Phelan-McDermid syndrome is a rare genetic condition caused by deletion or mutation of the SHANK3 gene on chromosome 22. The syndrome can cause a wide range of medical, intellectual, and behavioral challenges. The majority of patients with the syndrome also meet the criteria for autism spectrum disorder, and SHANK3 deletions or mutations are thought to account for up to one percent of autism spectrum disorder cases.

In collaboration with genetic testing laboratories, academic medical centers, and autism research programs, Mount Sinai researchers analyzed data from nearly 180,000 individuals with autism who underwent genetic testing. They combined data from ten independent sources, including GeneDx, Labcorp, Ambry Genetics, the SPARK research study, the Autism Sequencing Consortium, and several leading children's hospitals.

After adjusting for undiagnosed cases, testing limitations, and individuals with Phelan-McDermid syndrome who do not meet criteria for autism, investigators estimated a prevalence of 13.7 cases per 100,000 people, equivalent to about 1 in 7,300 individuals. The new findings represent a dramatic shift from previous estimates and indicate that more than 45,000 people in the United States may be living with the condition.
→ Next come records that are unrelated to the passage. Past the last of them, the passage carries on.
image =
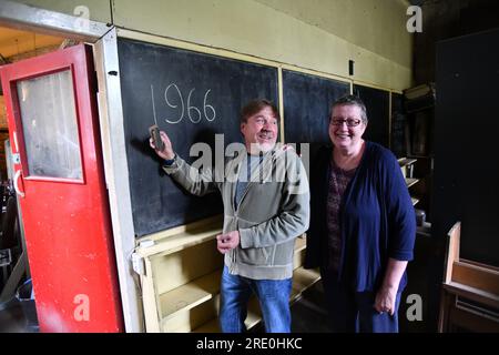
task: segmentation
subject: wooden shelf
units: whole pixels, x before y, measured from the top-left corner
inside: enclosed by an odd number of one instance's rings
[[[306,248],[306,240],[298,237],[295,242],[295,255]],[[299,284],[304,284],[304,273],[298,273]],[[211,274],[204,275],[180,287],[173,288],[160,295],[160,310],[162,322],[175,316],[177,312],[191,310],[203,302],[211,300],[220,292],[220,280],[222,271],[217,270]],[[309,277],[309,276],[308,276]],[[305,280],[305,283],[307,280]],[[251,320],[248,315],[248,320]]]
[[[407,185],[407,187],[410,187],[418,181],[419,181],[419,179],[406,178],[406,185]]]
[[[303,267],[298,267],[293,272],[293,288],[292,294],[289,296],[289,303],[294,303],[299,300],[303,292],[308,287],[312,287],[317,281],[320,280],[320,275],[315,270],[305,270]],[[247,306],[247,316],[244,322],[247,329],[256,326],[262,322],[262,313],[259,311],[258,300],[256,297],[252,297],[248,302]],[[196,329],[194,333],[217,333],[220,332],[218,318],[214,318]]]
[[[221,274],[216,271],[160,295],[162,322],[211,300],[218,293]]]
[[[400,158],[400,159],[398,159],[398,164],[400,166],[407,166],[407,165],[414,164],[416,162],[417,162],[417,159],[410,159],[410,158]]]
[[[136,253],[142,257],[172,254],[183,248],[214,240],[216,235],[221,233],[221,224],[212,225],[208,229],[203,229],[202,231],[186,231],[156,241],[152,246],[138,247]]]

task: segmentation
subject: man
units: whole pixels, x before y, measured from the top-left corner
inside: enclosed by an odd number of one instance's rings
[[[255,293],[268,333],[291,332],[289,294],[295,239],[308,227],[305,169],[293,150],[276,145],[279,114],[267,100],[254,100],[241,114],[243,152],[223,171],[200,173],[174,153],[165,132],[164,171],[193,194],[218,189],[224,203],[221,282],[222,332],[244,332],[247,301]],[[151,139],[150,144],[155,149]],[[222,179],[217,179],[222,175]]]

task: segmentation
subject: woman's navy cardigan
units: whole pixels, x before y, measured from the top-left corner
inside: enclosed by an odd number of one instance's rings
[[[326,205],[332,146],[318,151],[310,166],[310,227],[305,267],[324,267],[327,257]],[[413,260],[416,216],[395,155],[366,141],[360,164],[339,206],[342,256],[338,280],[354,291],[376,292],[388,258]],[[407,283],[406,273],[399,284]]]

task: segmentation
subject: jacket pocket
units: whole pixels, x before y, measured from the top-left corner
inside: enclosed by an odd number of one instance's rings
[[[271,265],[271,255],[274,246],[237,248],[237,261],[246,265]]]

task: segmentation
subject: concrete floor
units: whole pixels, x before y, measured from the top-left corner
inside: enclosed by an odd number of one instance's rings
[[[0,333],[33,333],[38,327],[29,323],[21,303],[13,300],[0,305]],[[263,326],[254,329],[263,332]],[[324,290],[317,282],[305,291],[302,297],[292,305],[292,332],[293,333],[327,333],[330,332],[327,321],[327,312],[324,305]]]

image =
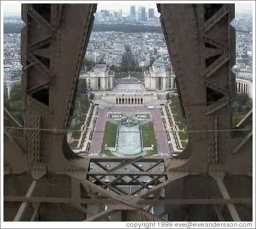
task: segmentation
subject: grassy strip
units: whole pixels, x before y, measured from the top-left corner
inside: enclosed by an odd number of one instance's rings
[[[188,134],[185,132],[179,132],[180,140],[185,140],[188,139]]]
[[[78,139],[79,140],[79,139],[80,138],[80,136],[81,136],[81,131],[73,131],[72,132],[72,137],[74,139]]]
[[[128,77],[129,75],[126,74],[118,74],[118,75],[115,75],[115,79],[122,79],[124,77]],[[144,74],[131,74],[131,77],[135,77],[137,79],[144,79]]]
[[[151,144],[154,146],[153,150],[149,150],[146,154],[146,156],[150,156],[156,154],[157,152],[156,148],[156,140],[155,135],[154,128],[152,122],[141,125],[142,139],[143,141],[143,147],[149,147]]]
[[[182,147],[185,148],[187,146],[187,142],[186,142],[184,140],[182,140],[181,142],[182,142]]]
[[[113,156],[109,150],[105,150],[105,144],[108,147],[116,146],[116,134],[117,132],[117,125],[108,122],[106,122],[105,126],[104,136],[103,137],[103,142],[101,147],[101,153],[105,154],[108,156]]]
[[[77,144],[78,143],[78,140],[73,140],[71,143],[69,144],[69,146],[70,148],[75,148],[77,147]]]

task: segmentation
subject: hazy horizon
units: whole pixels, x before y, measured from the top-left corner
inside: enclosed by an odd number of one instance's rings
[[[155,1],[153,1],[155,2]],[[155,10],[155,14],[159,14],[157,12],[156,3],[153,3],[152,1],[141,2],[140,3],[135,3],[135,2],[124,1],[124,3],[98,3],[97,6],[97,11],[101,10],[115,10],[119,11],[121,9],[123,13],[129,12],[129,6],[135,6],[135,10],[137,10],[139,6],[145,7],[146,11],[149,8],[152,8]],[[252,2],[252,1],[251,1]],[[149,2],[149,3],[148,3]],[[165,2],[164,2],[165,3]],[[21,13],[21,3],[5,3],[2,4],[3,6],[3,13]],[[253,13],[253,3],[235,3],[235,10],[237,11],[247,11]]]

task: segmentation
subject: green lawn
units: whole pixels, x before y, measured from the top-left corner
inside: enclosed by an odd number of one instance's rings
[[[188,134],[185,132],[179,132],[180,140],[185,140],[188,139]]]
[[[69,146],[70,148],[75,148],[77,147],[77,144],[78,143],[78,140],[73,140],[70,144],[69,144]]]
[[[108,122],[106,122],[105,126],[104,135],[101,147],[101,153],[105,154],[108,156],[113,156],[109,150],[105,150],[105,144],[108,146],[115,147],[116,146],[116,133],[117,132],[117,125]]]
[[[131,77],[135,77],[137,79],[144,79],[144,74],[131,74]],[[129,77],[128,74],[119,74],[115,75],[115,79],[122,79],[124,77]]]
[[[182,147],[185,148],[187,146],[187,143],[184,140],[182,140]]]
[[[156,140],[155,136],[154,128],[152,122],[141,125],[142,139],[143,141],[143,147],[151,147],[153,144],[154,149],[149,150],[146,156],[156,154],[157,152],[156,148]]]
[[[81,136],[81,131],[76,130],[74,131],[73,131],[72,132],[72,138],[74,138],[74,139],[78,139],[80,138]]]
"The large gap between known and estimated cases is likely due in large part to the fact that many individuals with developmental disabilities and autism are never offered genetic testing. Families may also face insurance barriers or may receive tests that do not adequately evaluate the SHANK3 gene," said Tess Levy, MSc, Assistant Professor of Psychiatry at the Icahn School of Medicine at Mount Sinai, a certified genetic counselor at the Seaver Autism Center, and first author of the paper.
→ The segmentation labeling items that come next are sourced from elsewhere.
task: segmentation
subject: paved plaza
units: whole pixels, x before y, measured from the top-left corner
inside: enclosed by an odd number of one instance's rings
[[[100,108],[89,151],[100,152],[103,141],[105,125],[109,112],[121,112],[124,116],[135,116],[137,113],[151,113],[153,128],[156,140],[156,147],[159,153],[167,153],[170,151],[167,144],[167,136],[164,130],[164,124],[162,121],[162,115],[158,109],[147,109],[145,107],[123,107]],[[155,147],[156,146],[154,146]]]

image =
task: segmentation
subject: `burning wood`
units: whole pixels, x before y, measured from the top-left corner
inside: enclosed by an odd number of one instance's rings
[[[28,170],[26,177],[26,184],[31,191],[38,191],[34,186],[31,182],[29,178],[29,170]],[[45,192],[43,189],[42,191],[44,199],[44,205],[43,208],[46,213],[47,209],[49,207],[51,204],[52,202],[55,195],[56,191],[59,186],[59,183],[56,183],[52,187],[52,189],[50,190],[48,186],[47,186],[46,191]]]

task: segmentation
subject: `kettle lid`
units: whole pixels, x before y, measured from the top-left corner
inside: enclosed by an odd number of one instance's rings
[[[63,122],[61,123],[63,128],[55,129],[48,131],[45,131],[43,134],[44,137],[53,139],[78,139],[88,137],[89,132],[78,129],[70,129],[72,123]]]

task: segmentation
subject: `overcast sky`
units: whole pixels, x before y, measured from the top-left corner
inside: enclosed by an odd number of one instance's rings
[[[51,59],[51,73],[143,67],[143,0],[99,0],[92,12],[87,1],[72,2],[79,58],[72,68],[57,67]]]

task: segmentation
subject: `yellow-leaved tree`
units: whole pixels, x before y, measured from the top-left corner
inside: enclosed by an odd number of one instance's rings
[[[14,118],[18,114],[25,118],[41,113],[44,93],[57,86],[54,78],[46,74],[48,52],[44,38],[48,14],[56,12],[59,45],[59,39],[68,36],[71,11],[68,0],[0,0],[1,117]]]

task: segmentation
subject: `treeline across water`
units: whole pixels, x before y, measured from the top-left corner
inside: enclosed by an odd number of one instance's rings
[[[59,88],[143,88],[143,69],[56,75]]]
"We recommend that every child with autism undergo genetic testing, because knowledge is power. These genetic findings allow researchers to design more targeted clinical trials for potential therapies. I truly believe that within the next five years, we'll see successful examples of new treatments coming from these genetic discoveries," said Joseph D. Buxbaum, PhD, Director of the Seaver Autism Center, co-founder of the Autism Sequencing Consortium, and senior author of the paper.

The study, supported by CureSHANK and Neuren Pharmaceuticals, represents one of the most comprehensive efforts ever undertaken to estimate the prevalence of Phelan-McDermid syndrome.
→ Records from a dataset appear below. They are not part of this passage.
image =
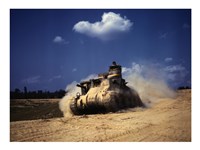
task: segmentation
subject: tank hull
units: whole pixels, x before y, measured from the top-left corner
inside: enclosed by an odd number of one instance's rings
[[[143,103],[137,92],[129,87],[109,91],[93,89],[86,95],[72,98],[70,103],[74,115],[116,112],[138,106]]]

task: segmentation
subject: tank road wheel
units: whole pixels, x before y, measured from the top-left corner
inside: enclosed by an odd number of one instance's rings
[[[74,115],[80,115],[78,108],[77,108],[77,99],[73,98],[70,103],[70,109]]]

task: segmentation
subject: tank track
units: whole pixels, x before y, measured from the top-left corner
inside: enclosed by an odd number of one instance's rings
[[[70,109],[73,112],[74,115],[81,115],[80,111],[77,107],[77,99],[73,98],[70,102]]]

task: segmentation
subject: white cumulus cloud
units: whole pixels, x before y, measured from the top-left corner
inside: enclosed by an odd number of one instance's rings
[[[54,43],[59,43],[59,44],[69,44],[69,41],[66,41],[65,39],[63,39],[61,36],[56,36],[53,39]]]
[[[113,12],[104,13],[102,20],[94,23],[89,21],[80,21],[73,27],[78,33],[85,34],[89,37],[96,37],[101,40],[110,40],[114,35],[127,32],[133,23],[125,16]]]

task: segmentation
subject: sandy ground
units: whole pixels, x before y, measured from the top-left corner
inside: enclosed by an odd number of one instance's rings
[[[14,104],[11,103],[11,106],[14,107]],[[48,106],[48,109],[56,112],[56,107]],[[161,99],[151,108],[135,108],[118,113],[70,118],[60,117],[57,113],[48,119],[15,121],[20,120],[20,113],[16,108],[12,110],[11,116],[15,112],[18,118],[11,119],[11,141],[191,141],[191,90],[180,90],[175,99]],[[51,112],[47,108],[44,110],[44,114]],[[42,110],[39,110],[39,114],[42,114]],[[35,115],[38,117],[37,111],[30,119],[34,119]],[[21,120],[26,117],[23,116]]]

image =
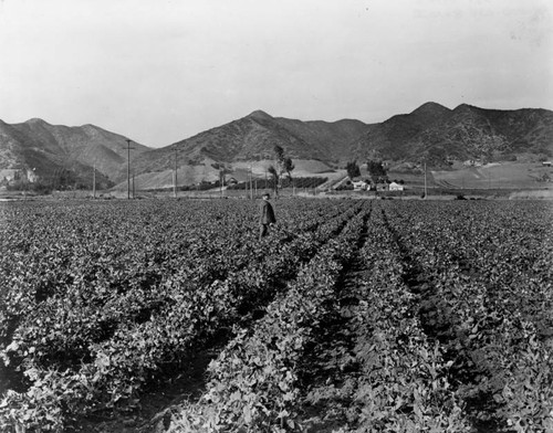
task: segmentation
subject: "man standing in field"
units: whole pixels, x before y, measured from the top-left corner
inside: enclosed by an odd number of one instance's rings
[[[260,210],[260,230],[259,230],[259,239],[267,235],[269,232],[269,226],[273,225],[276,222],[276,219],[274,218],[274,211],[272,204],[269,202],[269,199],[271,196],[269,192],[265,192],[262,196],[261,203],[259,205]]]

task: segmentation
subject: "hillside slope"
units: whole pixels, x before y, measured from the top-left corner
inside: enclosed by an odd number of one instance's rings
[[[0,122],[0,169],[32,170],[43,178],[60,170],[87,176],[95,166],[112,180],[121,178],[127,162],[126,138],[94,125],[67,127],[33,118],[21,124]],[[132,144],[133,154],[149,148]]]

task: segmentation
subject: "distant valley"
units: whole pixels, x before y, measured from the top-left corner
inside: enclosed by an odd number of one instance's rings
[[[100,184],[113,187],[126,181],[126,138],[94,125],[0,120],[0,180],[2,173],[3,178],[17,171],[29,177],[32,171],[33,179],[51,183],[63,176],[72,176],[75,184],[90,183],[95,168]],[[435,170],[452,170],[470,160],[532,162],[553,156],[553,112],[466,104],[449,109],[427,103],[409,114],[365,124],[302,122],[257,110],[163,148],[133,141],[132,171],[145,189],[170,186],[175,163],[179,186],[212,181],[221,166],[238,178],[250,167],[254,176],[263,176],[275,145],[298,161],[296,176],[330,172],[347,161],[368,159],[385,160],[404,171],[422,162]]]

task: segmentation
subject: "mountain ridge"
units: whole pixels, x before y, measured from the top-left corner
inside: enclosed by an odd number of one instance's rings
[[[348,118],[300,120],[255,109],[161,148],[133,140],[131,157],[133,172],[142,176],[170,171],[175,162],[192,167],[271,160],[275,145],[292,159],[330,167],[367,159],[398,163],[424,159],[438,168],[447,168],[452,160],[539,160],[553,156],[553,112],[469,104],[450,109],[428,102],[410,113],[367,124]],[[125,179],[126,137],[92,124],[70,127],[41,118],[20,124],[0,120],[0,169],[36,168],[43,178],[69,169],[90,177],[93,166],[113,182]]]

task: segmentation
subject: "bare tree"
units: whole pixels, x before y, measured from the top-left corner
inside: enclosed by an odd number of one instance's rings
[[[292,171],[295,167],[292,162],[292,158],[286,157],[284,149],[281,146],[274,145],[273,151],[274,165],[269,167],[268,172],[271,175],[274,194],[279,197],[279,189],[282,188],[282,178],[285,175],[290,180],[292,180]]]

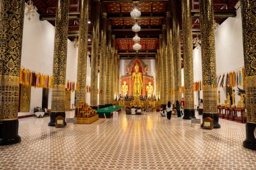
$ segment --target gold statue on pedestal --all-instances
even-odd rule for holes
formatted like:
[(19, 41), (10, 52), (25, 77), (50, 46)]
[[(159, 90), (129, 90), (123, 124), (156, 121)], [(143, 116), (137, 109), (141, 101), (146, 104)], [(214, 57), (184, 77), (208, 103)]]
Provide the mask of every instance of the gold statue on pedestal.
[(135, 71), (132, 74), (131, 79), (133, 80), (133, 95), (139, 96), (141, 95), (141, 90), (143, 87), (142, 75), (141, 73), (139, 71), (139, 66), (136, 63), (134, 69)]
[(121, 87), (121, 90), (123, 92), (123, 96), (125, 96), (127, 94), (128, 85), (126, 84), (126, 81), (123, 81), (123, 85), (122, 85), (122, 87)]
[(225, 106), (227, 108), (230, 108), (230, 95), (229, 95), (229, 93), (228, 93), (228, 95), (226, 97), (226, 99), (225, 99), (224, 103), (222, 105), (222, 106)]
[(237, 105), (237, 108), (245, 108), (245, 97), (243, 93), (240, 93), (240, 96), (241, 97)]
[(232, 97), (232, 105), (231, 108), (236, 108), (236, 102), (235, 102), (235, 97), (236, 93), (234, 93), (234, 90), (233, 90), (233, 92), (232, 93), (231, 97)]
[(218, 92), (217, 98), (218, 98), (218, 106), (220, 106), (220, 91)]
[(148, 82), (148, 85), (146, 87), (148, 92), (148, 97), (150, 97), (153, 95), (153, 86), (151, 85), (151, 82)]

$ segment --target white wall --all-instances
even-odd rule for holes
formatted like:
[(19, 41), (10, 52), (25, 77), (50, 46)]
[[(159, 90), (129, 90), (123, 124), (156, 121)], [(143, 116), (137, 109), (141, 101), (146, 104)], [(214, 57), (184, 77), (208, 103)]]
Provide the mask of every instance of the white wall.
[[(227, 73), (244, 67), (241, 12), (236, 11), (236, 17), (229, 17), (223, 22), (215, 33), (215, 46), (217, 75)], [(194, 82), (202, 79), (201, 49), (193, 50)], [(243, 88), (242, 87), (240, 87)], [(235, 87), (236, 89), (236, 87)], [(220, 103), (226, 99), (226, 88), (218, 88), (220, 91)], [(202, 93), (201, 91), (200, 93)], [(202, 93), (201, 97), (203, 97)], [(197, 103), (198, 94), (195, 92), (195, 104)], [(236, 103), (240, 99), (236, 96)]]
[[(21, 65), (36, 73), (52, 75), (54, 50), (54, 27), (46, 21), (40, 21), (35, 14), (30, 21), (25, 17)], [(76, 81), (77, 53), (72, 43), (67, 40), (67, 79)], [(51, 89), (49, 95), (49, 108), (51, 106)], [(42, 89), (32, 87), (30, 113), (19, 113), (19, 116), (30, 114), (34, 107), (42, 107)], [(74, 100), (72, 95), (71, 101)]]

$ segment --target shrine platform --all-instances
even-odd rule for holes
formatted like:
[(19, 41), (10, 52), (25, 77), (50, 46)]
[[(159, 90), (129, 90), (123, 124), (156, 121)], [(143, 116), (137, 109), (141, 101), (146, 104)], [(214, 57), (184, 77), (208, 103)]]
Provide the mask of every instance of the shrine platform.
[(98, 118), (104, 118), (105, 116), (104, 114), (105, 114), (106, 118), (111, 118), (111, 117), (113, 116), (113, 112), (119, 112), (119, 110), (121, 110), (122, 107), (123, 106), (121, 105), (115, 105), (115, 108), (114, 108), (114, 106), (111, 105), (111, 106), (97, 110), (97, 114), (98, 115)]

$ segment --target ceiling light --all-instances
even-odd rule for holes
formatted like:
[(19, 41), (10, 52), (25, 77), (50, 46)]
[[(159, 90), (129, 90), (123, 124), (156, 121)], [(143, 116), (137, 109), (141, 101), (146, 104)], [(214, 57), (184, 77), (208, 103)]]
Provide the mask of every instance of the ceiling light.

The publication arrives at a pivotal moment for the field. Multiple Phelan-McDermid syndrome clinical trials are underway, including precision medicine approaches designed to address the underlying biology of the disorder. For individuals and families affected by this condition, a genetic diagnosis is no longer simply an explanation. It is increasingly a gateway to specialized care, research opportunities, clinical trials, patient support communities, and potentially disease-modifying therapies.

"This study confirms what many families, clinicians, and advocates have suspected for years," said CureSHANK Board Chair, Geraldine Bliss. "There are likely tens of thousands of individuals with Phelan-McDermid syndrome who have never received a genetic diagnosis. At a time when multiple therapeutics are advancing into clinical trials, finding these individuals has never been more important."

The findings support the urgency behind CureSHANK's efforts to expand access to genetic testing and the broader goals of Start Genetic, a global awareness campaign launched to encourage patients, families, health care providers, and advocacy organizations to think genetic first. They also underscore a fundamental truth: patients cannot benefit from precision medicine if they are never diagnosed.

"Every undiagnosed individual represents more than a missing statistic," Ms. Bliss said. "It represents a family searching for answers, a person disconnected from support, and a patient who may miss opportunities to participate in research or access emerging therapies. As treatments move closer to reality, identifying these individuals becomes a moral imperative."